According to the study, women who were not into facial hair were turned-off by potential parasites or other critters they imagined could be in the hair or skin. Women ranking high on this “ectoparasite disgust” scale might have viewed beards as a sign of poor grooming habits. However, women who ranked higher in levels of “pathogen” did find the bearded men to be desirable, possibly because they perceived beards as a signal of good health and immune function. An intriguing discovery in the study was links to morality. Women who displayed higher levels of “moral disgust,” or feelings of repugnance toward taboo behaviors, were more likely to prefer hairy faces. The authors opined that this could reflect a link between beardedness, politically conservative outlooks, and traditional views regarding performances of masculinity in heterosexual relationships.

Additional findings

The correlations that existed between married and single women’s rating on the attractiveness of beards were not particularly clear, although the researchers noted that single and married women who wanted children tended to find beards more attractive than the women who didn’t want children. They also found that women with bearded husbands found beards to be more attractive, which might indicate that social exposure to beards influences how desirable they are perceived of as being. Or it could be that men with wives who like beards grow beards.

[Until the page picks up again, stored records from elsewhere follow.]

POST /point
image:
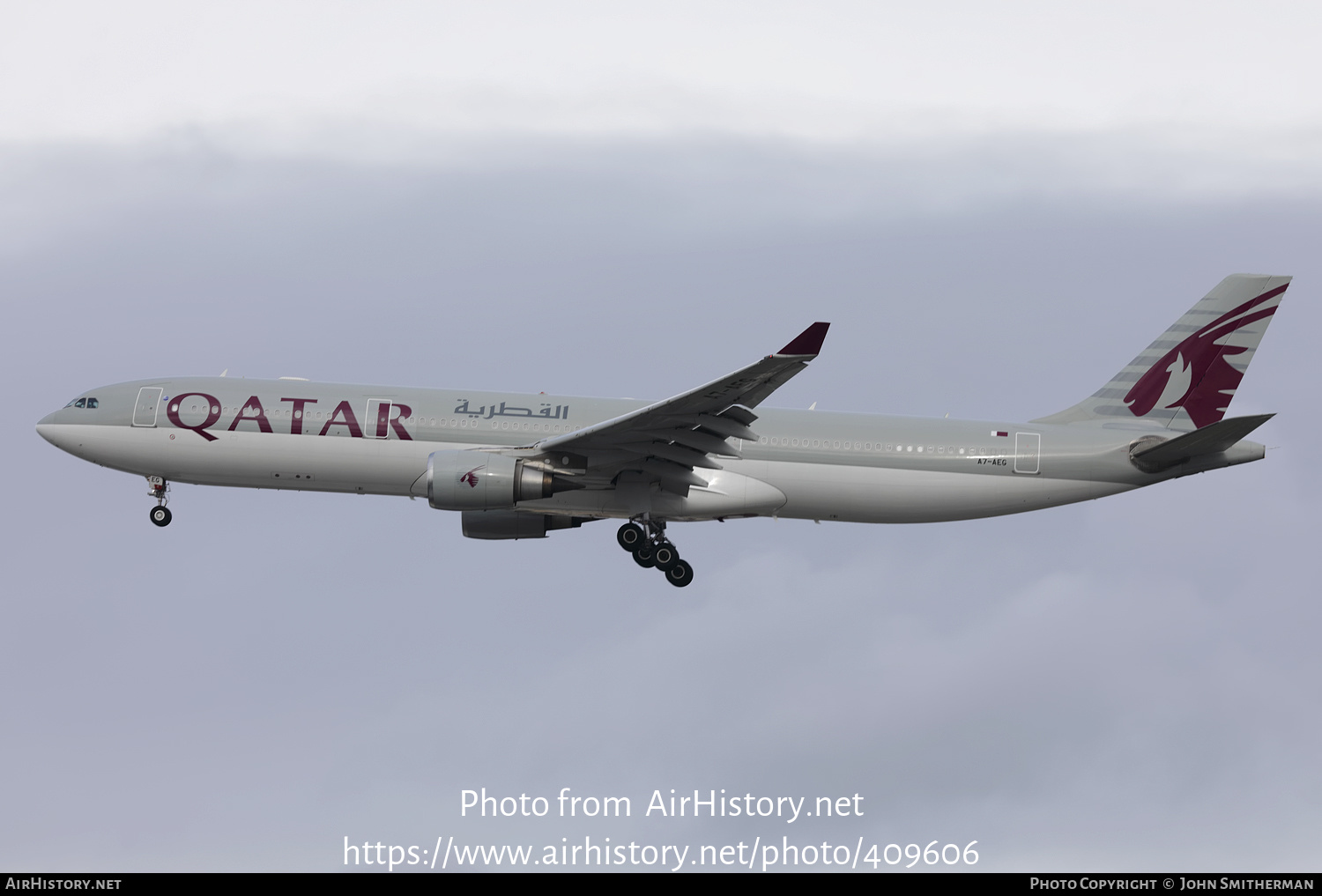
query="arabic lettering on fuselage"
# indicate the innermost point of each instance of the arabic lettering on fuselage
(558, 412)
(386, 420)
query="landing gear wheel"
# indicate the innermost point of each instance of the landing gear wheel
(631, 536)
(680, 574)
(665, 555)
(645, 557)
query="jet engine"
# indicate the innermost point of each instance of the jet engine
(478, 480)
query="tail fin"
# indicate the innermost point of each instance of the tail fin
(1186, 378)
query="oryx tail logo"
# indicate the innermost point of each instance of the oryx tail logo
(1195, 374)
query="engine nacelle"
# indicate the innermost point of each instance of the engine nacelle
(492, 525)
(478, 480)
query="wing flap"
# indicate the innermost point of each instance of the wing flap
(668, 439)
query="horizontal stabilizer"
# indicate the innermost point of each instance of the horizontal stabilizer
(1153, 454)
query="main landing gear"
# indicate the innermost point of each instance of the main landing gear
(160, 515)
(650, 549)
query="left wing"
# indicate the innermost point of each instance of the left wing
(668, 439)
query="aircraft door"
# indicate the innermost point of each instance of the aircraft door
(1028, 452)
(377, 419)
(148, 402)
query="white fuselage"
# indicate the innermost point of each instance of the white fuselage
(806, 464)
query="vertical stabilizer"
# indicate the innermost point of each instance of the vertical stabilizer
(1186, 378)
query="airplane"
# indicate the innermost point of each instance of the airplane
(523, 465)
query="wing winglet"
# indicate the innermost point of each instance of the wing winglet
(808, 343)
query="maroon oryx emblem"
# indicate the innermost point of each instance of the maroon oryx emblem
(1195, 374)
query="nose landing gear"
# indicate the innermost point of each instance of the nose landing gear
(650, 549)
(159, 515)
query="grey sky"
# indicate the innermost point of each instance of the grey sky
(1128, 684)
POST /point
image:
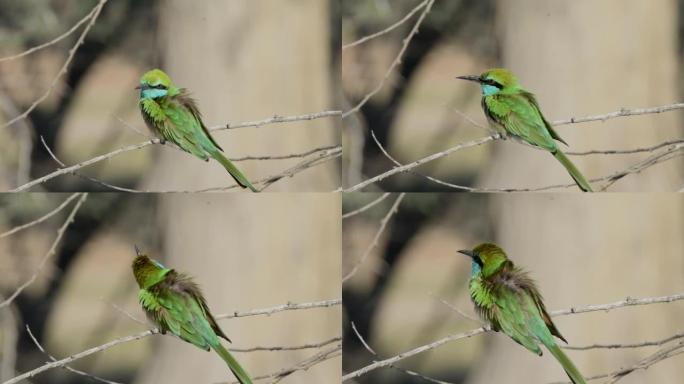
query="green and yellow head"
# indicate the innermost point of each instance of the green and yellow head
(487, 259)
(147, 271)
(156, 84)
(494, 80)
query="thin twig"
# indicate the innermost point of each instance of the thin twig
(289, 348)
(386, 30)
(427, 159)
(626, 151)
(376, 238)
(276, 119)
(48, 254)
(281, 308)
(395, 63)
(133, 147)
(138, 336)
(40, 219)
(574, 310)
(300, 366)
(621, 113)
(366, 207)
(53, 41)
(85, 177)
(674, 150)
(68, 368)
(80, 355)
(63, 69)
(653, 343)
(408, 372)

It’s important to note that culture plays a huge role in how attractive women perceive certain male characteristics as being. This study looked at a small, culturally specific group of American women, so no big, universal claims should be made about masculinity, facial hair, and male desirability to women. However, research like this is important in highlighting how human grooming decisions are driven by much more than fashion trends. Sociobiological, economic, and ecological factors all play a part in the way we choose to present ourselves.